Zimbabwe  : Mugabe fête son anniversaire
Robert Mugabe, au pouvoir jusqu'à 99 ans ?
99 ans Mugabe explique sa longévité par "la volonté de Dieu". Il rappelle l'objectif de son gouvernement, qui cherche à faire céder aux entreprises étrangères la majorité de leurs parts à des Zimbabwéens noirs dans le cadre de l'"indigénisation" de l'économie. On le dit atteint d'un cancer de la prostate. Il s'en moque. Jamais les spéculations sur sa santé n'ont été confirmées. Et lui-même explique ses fréquents bilans médicaux à Singapour par le traitement d'une cataracte. Il confie : "Je ne sais pas comment j'ai vécu aussi longtemps.

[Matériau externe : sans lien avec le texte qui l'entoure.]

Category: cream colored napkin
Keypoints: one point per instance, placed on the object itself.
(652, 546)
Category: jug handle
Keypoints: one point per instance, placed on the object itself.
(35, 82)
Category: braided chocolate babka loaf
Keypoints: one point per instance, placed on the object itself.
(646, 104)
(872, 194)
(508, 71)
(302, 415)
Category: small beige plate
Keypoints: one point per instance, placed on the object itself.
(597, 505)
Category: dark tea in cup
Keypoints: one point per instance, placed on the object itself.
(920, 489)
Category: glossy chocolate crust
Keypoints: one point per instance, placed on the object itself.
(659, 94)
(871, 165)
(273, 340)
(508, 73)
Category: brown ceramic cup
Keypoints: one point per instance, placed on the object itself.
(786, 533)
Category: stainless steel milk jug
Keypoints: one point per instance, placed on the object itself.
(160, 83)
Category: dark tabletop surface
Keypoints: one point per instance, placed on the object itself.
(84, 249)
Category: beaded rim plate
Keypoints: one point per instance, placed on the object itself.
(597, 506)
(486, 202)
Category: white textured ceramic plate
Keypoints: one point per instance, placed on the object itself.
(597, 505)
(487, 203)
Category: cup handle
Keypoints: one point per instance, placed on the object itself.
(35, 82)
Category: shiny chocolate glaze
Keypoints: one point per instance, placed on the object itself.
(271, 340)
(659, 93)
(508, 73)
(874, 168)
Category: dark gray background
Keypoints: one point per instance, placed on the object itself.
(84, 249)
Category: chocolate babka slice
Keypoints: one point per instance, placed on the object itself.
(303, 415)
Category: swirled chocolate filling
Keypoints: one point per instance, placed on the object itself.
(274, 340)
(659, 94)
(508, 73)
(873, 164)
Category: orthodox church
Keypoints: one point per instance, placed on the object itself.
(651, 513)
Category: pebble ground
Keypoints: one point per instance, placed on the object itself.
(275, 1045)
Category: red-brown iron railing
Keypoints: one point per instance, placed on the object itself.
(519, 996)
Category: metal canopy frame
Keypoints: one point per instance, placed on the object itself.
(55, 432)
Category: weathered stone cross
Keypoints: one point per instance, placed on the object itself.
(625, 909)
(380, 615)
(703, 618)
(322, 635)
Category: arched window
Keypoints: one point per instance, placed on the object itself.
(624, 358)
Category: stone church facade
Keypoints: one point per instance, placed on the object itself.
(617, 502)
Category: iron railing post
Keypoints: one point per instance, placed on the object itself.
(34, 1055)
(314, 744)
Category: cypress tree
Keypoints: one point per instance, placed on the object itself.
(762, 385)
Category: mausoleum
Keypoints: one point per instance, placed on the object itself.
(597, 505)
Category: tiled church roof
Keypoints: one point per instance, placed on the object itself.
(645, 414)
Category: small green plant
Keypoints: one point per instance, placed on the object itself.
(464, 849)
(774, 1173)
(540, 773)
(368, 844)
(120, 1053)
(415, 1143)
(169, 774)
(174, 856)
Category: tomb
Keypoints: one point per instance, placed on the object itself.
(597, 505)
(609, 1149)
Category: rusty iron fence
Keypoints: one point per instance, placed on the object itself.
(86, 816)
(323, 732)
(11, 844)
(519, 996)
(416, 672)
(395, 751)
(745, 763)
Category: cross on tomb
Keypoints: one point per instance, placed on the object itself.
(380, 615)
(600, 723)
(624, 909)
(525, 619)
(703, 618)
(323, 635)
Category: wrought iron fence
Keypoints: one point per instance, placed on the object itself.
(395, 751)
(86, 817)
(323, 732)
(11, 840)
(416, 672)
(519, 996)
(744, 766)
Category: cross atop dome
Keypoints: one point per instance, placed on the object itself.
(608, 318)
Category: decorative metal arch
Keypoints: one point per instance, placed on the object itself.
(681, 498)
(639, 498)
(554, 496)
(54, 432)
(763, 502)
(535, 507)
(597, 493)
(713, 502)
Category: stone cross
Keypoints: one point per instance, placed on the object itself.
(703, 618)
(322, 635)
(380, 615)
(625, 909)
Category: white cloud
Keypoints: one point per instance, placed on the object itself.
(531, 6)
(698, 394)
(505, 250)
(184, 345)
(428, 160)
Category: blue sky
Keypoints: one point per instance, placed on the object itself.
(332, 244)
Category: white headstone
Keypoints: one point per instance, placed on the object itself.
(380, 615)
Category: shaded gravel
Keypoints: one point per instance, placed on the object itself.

C'est la volonté de Dieu". Et malgré une politique économique qui a ruiné le Zimbabwe, il a été réélu en 2013 pour un nouveau mandat de cinq ans. Ses adversaires, confortés par certains observateurs indépendants, assurent qu'il a triché. Robert Mugabé hausse les épaules. Il a fait voter après les élections une nouvelle constitution qui pourrait lui permettre de rester au pouvoir jusqu'à... 99 ans. Robert Mugabé, ou le pouvoir jusqu'à la mort.